The movie takes a buckshot approach to comedy, throwing so many jokes at the wall that even if some miss, it will find its target at least once a minute. It deploys jokes, puns, reheated Borscht Belt one-liners, even flatulence if all else fails. These gags rarely fail, so the noble gas is often included for its own righteous sake. The jokes are also, blessedly, jokes. The recent modus operandi of comedy films has been to keep the cameras rolling and the actors riffing, compiling the best improvisations. This results in comedy that feels formless, a jam session where the joke is ultimately on you. Even the stupidest jokes here are constructed, putting pen to paper to find the proper way of getting dog excrement onto the heel.
There’s humor even in the casting. Liam Neeson takes over for the late, great Leslie Nielsen. Neeson plays Detective Frank Drebin Jr., son of Nielsen and Priscilla Presley of the previous “Naked Gun” (the movie never comments on the fact that Neeson is only seven years younger than his supposed mother, so we must declare it another gag).

Unlike many actors fresh to comedy, Neeson has the wisdom to play it entirely straight, sending up his action star persona by not changing an iota of it. He growls his puns with the same gravitas he used to browbeat Frenchmen into returning his daughter. The whole movie rests on him never winking.
Drebin (Neeson) is a detective in Police Squad, an elite department of the LAPD. Like so many detective stories he soon finds that two different cases are in some way connected, one involving the robbery of a high-priced piece of technology (helpfully titled the P.L.O.T device), the other a death in a suspicious car crash. The dead man’s boss, tech mogul Richard Cane (Danny Huston) wants it all to go away quietly, while the dead man’s sister (Pamela Anderson) wants answers, and maybe Drebin too if screentime permits.
For all my preamble about how this movie prioritizes humor over message, there is one lurking if you sift through the scatologies. A friend pointed out to me how this is a surprisingly old cast for a blockbuster. In the film, they play characters struggling to adapt to modernity: Drebin is bamboozled by body cams and driverless cars, while Cane hates the brave new world he helped create. His own solution is a nefarious scheme to wipe the slate clean, while Drebin, befuddled as always, would rather win hearts to the old school rather than stop them cold.

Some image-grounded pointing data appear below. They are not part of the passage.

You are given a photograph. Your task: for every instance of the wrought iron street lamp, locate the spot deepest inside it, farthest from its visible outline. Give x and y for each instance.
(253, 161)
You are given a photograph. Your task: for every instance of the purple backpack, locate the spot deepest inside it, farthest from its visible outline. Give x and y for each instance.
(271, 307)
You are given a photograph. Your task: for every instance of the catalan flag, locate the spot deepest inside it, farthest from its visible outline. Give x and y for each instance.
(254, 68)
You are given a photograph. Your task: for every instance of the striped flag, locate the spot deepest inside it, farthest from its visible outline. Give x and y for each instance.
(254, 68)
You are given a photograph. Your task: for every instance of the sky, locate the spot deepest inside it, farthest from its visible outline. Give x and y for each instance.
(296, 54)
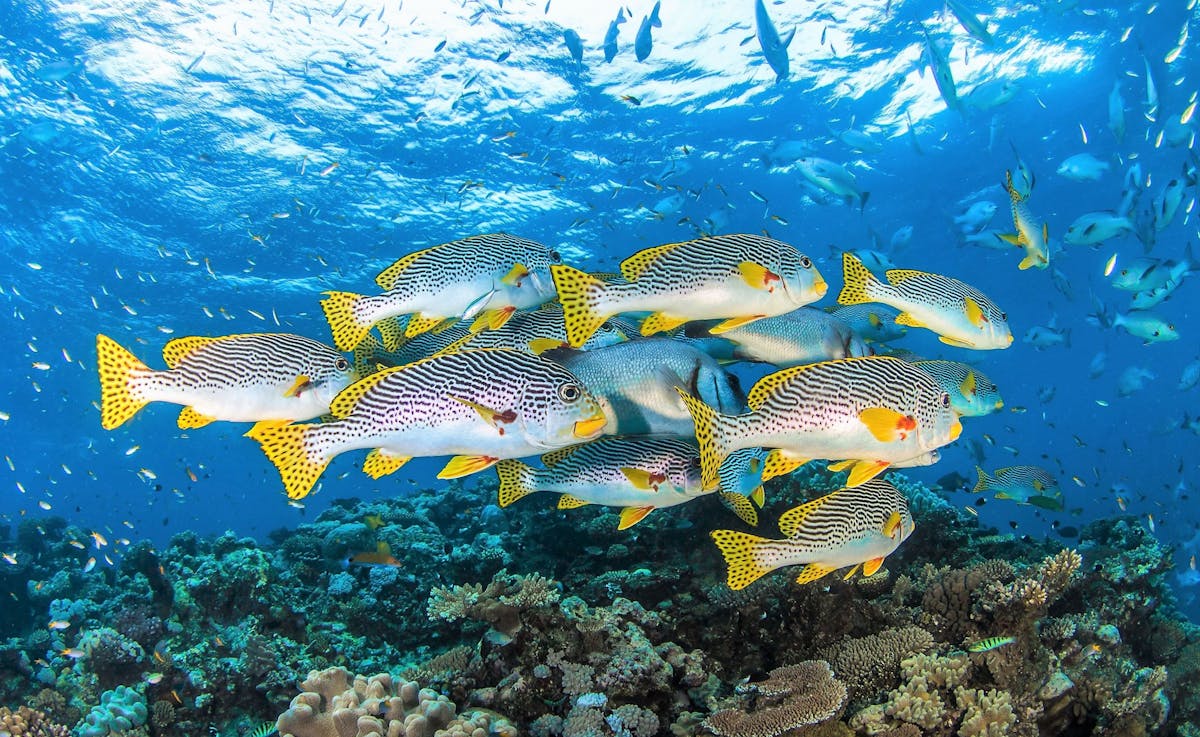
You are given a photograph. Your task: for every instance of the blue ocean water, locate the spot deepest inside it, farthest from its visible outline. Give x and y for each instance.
(193, 168)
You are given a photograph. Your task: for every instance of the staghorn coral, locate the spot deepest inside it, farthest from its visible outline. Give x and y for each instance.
(870, 665)
(336, 703)
(29, 723)
(792, 696)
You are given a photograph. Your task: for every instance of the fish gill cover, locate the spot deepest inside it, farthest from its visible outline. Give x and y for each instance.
(177, 169)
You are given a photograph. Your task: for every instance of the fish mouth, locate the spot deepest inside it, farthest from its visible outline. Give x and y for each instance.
(591, 426)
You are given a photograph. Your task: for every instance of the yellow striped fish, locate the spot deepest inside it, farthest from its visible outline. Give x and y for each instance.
(959, 313)
(874, 411)
(481, 405)
(637, 473)
(481, 277)
(859, 526)
(237, 378)
(972, 394)
(1036, 240)
(738, 279)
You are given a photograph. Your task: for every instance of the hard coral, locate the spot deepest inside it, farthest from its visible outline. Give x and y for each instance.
(792, 696)
(335, 703)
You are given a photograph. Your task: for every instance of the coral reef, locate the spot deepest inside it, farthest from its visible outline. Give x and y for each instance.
(559, 625)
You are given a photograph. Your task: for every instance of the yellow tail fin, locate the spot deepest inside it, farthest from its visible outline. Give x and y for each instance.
(514, 481)
(285, 447)
(738, 550)
(859, 282)
(579, 292)
(339, 307)
(711, 438)
(118, 367)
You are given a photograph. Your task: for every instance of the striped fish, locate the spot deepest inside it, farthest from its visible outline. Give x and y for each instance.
(636, 384)
(481, 277)
(481, 405)
(1018, 483)
(802, 336)
(537, 331)
(637, 473)
(737, 279)
(972, 394)
(959, 313)
(858, 526)
(875, 411)
(1036, 240)
(237, 378)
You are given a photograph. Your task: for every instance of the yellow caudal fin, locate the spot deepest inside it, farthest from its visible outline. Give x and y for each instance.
(739, 550)
(709, 436)
(118, 370)
(514, 481)
(285, 445)
(579, 292)
(859, 285)
(378, 463)
(742, 507)
(466, 465)
(339, 307)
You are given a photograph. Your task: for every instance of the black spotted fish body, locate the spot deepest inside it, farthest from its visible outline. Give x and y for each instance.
(637, 473)
(850, 527)
(875, 411)
(238, 378)
(479, 406)
(735, 277)
(481, 277)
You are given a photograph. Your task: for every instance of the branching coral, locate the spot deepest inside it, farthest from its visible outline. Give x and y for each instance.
(792, 696)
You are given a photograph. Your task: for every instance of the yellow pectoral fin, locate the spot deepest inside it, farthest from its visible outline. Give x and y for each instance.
(301, 383)
(778, 465)
(517, 273)
(733, 322)
(871, 567)
(571, 502)
(865, 471)
(378, 463)
(813, 571)
(975, 312)
(190, 419)
(909, 321)
(466, 465)
(633, 515)
(741, 507)
(660, 323)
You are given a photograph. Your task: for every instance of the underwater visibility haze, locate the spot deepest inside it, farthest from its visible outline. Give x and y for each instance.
(593, 369)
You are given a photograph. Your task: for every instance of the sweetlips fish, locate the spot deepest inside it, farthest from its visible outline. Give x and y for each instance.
(481, 277)
(858, 526)
(1018, 483)
(959, 313)
(736, 277)
(1029, 235)
(237, 378)
(639, 474)
(635, 383)
(972, 394)
(875, 323)
(803, 336)
(875, 411)
(483, 405)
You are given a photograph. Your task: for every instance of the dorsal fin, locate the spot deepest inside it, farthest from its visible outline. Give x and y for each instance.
(387, 279)
(636, 264)
(181, 347)
(343, 403)
(790, 521)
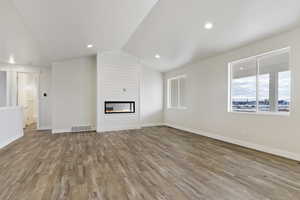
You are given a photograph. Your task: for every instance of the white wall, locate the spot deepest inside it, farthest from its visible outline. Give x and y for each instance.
(73, 94)
(207, 98)
(45, 108)
(151, 97)
(44, 85)
(11, 125)
(3, 88)
(117, 71)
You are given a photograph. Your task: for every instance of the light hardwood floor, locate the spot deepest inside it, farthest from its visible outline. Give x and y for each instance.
(156, 163)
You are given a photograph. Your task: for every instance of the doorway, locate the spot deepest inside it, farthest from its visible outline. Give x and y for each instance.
(27, 97)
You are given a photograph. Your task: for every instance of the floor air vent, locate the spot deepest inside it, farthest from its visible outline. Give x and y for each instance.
(81, 128)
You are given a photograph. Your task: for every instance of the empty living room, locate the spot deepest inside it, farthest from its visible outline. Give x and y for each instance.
(149, 100)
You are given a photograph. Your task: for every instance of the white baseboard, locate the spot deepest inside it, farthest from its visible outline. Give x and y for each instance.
(67, 130)
(152, 124)
(278, 152)
(118, 128)
(9, 140)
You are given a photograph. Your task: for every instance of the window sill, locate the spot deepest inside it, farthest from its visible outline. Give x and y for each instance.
(177, 108)
(287, 114)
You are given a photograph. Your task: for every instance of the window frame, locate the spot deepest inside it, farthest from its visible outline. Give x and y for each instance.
(179, 106)
(257, 58)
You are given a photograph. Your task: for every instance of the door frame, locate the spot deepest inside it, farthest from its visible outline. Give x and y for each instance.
(37, 96)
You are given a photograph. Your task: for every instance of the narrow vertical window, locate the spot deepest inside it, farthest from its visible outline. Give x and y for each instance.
(261, 83)
(177, 92)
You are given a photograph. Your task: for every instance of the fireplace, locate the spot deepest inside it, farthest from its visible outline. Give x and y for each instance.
(119, 107)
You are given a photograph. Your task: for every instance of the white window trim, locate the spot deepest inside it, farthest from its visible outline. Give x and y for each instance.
(178, 97)
(257, 57)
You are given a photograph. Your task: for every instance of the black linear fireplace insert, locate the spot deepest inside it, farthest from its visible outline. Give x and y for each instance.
(118, 107)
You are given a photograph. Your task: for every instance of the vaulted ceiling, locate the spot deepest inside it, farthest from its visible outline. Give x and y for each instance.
(44, 31)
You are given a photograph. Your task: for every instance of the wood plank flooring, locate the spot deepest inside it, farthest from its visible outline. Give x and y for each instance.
(157, 163)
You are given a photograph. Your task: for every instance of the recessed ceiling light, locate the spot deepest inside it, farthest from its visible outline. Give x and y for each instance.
(208, 25)
(12, 60)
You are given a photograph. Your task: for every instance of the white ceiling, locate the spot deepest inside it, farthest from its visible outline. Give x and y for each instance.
(174, 28)
(61, 29)
(16, 41)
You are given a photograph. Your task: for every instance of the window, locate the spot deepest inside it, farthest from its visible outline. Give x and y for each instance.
(261, 83)
(177, 92)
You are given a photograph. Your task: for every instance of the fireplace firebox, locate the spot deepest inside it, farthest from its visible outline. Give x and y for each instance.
(119, 107)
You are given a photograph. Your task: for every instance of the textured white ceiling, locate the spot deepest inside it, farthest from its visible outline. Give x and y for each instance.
(61, 29)
(16, 41)
(174, 28)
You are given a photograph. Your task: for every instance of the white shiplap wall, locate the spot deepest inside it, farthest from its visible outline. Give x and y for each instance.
(117, 71)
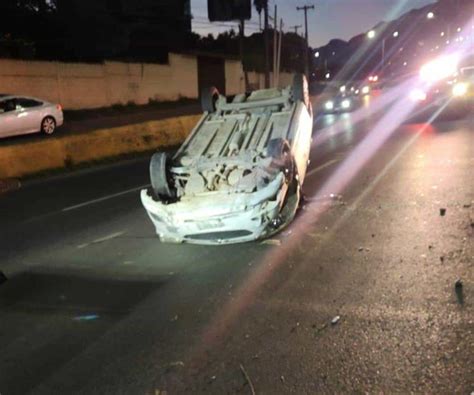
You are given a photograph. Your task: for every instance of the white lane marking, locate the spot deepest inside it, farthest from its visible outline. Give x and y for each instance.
(322, 167)
(102, 199)
(102, 239)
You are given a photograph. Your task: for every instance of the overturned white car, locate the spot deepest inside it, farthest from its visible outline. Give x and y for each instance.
(238, 175)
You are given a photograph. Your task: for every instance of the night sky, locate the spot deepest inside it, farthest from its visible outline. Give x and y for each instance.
(331, 19)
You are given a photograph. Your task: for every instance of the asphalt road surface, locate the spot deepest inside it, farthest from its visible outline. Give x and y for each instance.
(358, 295)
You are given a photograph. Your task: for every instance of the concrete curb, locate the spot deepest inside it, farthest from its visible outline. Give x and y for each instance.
(22, 160)
(9, 184)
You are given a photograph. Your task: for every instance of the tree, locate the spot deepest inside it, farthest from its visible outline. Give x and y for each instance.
(260, 5)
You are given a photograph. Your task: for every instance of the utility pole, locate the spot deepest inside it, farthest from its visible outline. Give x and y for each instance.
(275, 46)
(306, 57)
(267, 46)
(241, 50)
(296, 27)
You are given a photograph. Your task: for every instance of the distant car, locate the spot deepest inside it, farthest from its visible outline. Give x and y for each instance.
(24, 115)
(238, 176)
(451, 96)
(341, 101)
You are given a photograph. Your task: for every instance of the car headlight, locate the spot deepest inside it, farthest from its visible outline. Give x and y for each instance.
(329, 105)
(460, 89)
(417, 95)
(439, 69)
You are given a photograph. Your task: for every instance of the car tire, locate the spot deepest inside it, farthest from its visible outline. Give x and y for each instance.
(301, 90)
(209, 97)
(48, 125)
(159, 176)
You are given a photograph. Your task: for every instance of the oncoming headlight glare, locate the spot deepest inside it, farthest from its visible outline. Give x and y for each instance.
(329, 105)
(417, 95)
(439, 69)
(346, 103)
(460, 89)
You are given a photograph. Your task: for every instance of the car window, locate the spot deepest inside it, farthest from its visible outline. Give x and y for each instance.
(28, 103)
(7, 106)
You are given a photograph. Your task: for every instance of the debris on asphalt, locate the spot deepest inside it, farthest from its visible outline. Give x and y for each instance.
(458, 289)
(3, 278)
(176, 364)
(295, 327)
(9, 185)
(273, 242)
(89, 317)
(247, 377)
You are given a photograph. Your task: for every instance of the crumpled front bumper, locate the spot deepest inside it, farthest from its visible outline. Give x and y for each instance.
(216, 217)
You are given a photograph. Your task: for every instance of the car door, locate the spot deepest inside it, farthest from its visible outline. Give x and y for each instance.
(8, 118)
(28, 114)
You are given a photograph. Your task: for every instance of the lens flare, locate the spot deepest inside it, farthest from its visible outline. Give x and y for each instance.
(439, 69)
(460, 89)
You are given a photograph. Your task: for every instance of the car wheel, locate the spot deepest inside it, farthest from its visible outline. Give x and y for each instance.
(209, 98)
(159, 176)
(300, 89)
(48, 125)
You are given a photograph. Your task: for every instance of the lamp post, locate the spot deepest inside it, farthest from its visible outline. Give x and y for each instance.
(372, 34)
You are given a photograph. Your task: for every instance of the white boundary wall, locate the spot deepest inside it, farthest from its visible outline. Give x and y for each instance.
(82, 85)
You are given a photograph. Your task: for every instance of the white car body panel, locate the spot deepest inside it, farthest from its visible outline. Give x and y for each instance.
(229, 188)
(27, 120)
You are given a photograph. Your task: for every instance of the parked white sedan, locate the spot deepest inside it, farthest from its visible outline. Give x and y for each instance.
(24, 115)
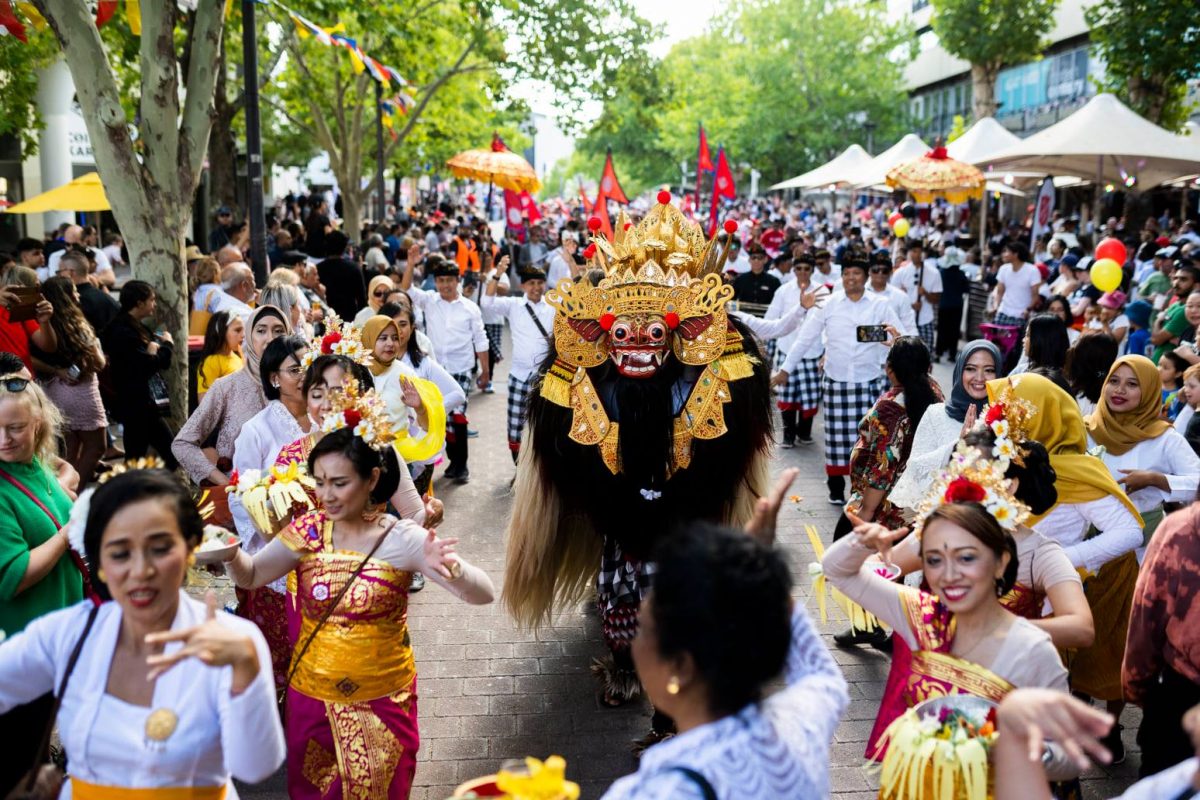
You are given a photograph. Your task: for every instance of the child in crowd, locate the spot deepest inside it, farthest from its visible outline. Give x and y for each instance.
(1138, 342)
(1170, 370)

The age of the characters, and our long history with the actors, adds something to the experience. We’ve been cracking jokes about old man Neeson in action flicks for almost 20 years — but now we look up and are startled to find he truly is an old man. The wrinkles and the twinkle in his eye do much to blunt the outrageousness of 90% of his dialogue.
Then there is Pamela Anderson, whose reputation for the last 30 years would keep her out of a Catholic magazine. But then again, the years breed familiarity, and in Anderson’s case, they have also brought a healthy level of introspection about some of her life choices. In any case, I found myself delighted by her and her performance. A couple decades on from Baywatch and she’s finally found her proper niche.
Every once in a while, I remember that my primary audience in these pages include esteemed members of the clergy, and the devout mothers of all my friends. Thinking about “The Naked Gun,” I wondered how I could justify endorsing a film of such wanton, even gratuitous bad taste.
Thankfully, Catholics have a maneuver around this conundrum: to call the offending material Chaucerian. The 14th-century English writer Geoffrey Chaucer was a good Catholic and also a total vulgarian, and he provides the edifying gloss that allows one to laugh at a good old-fashioned dirty joke. So you heard it here first: “The Naked Gun” is our generation’s equivalent of “The Canterbury Tales.”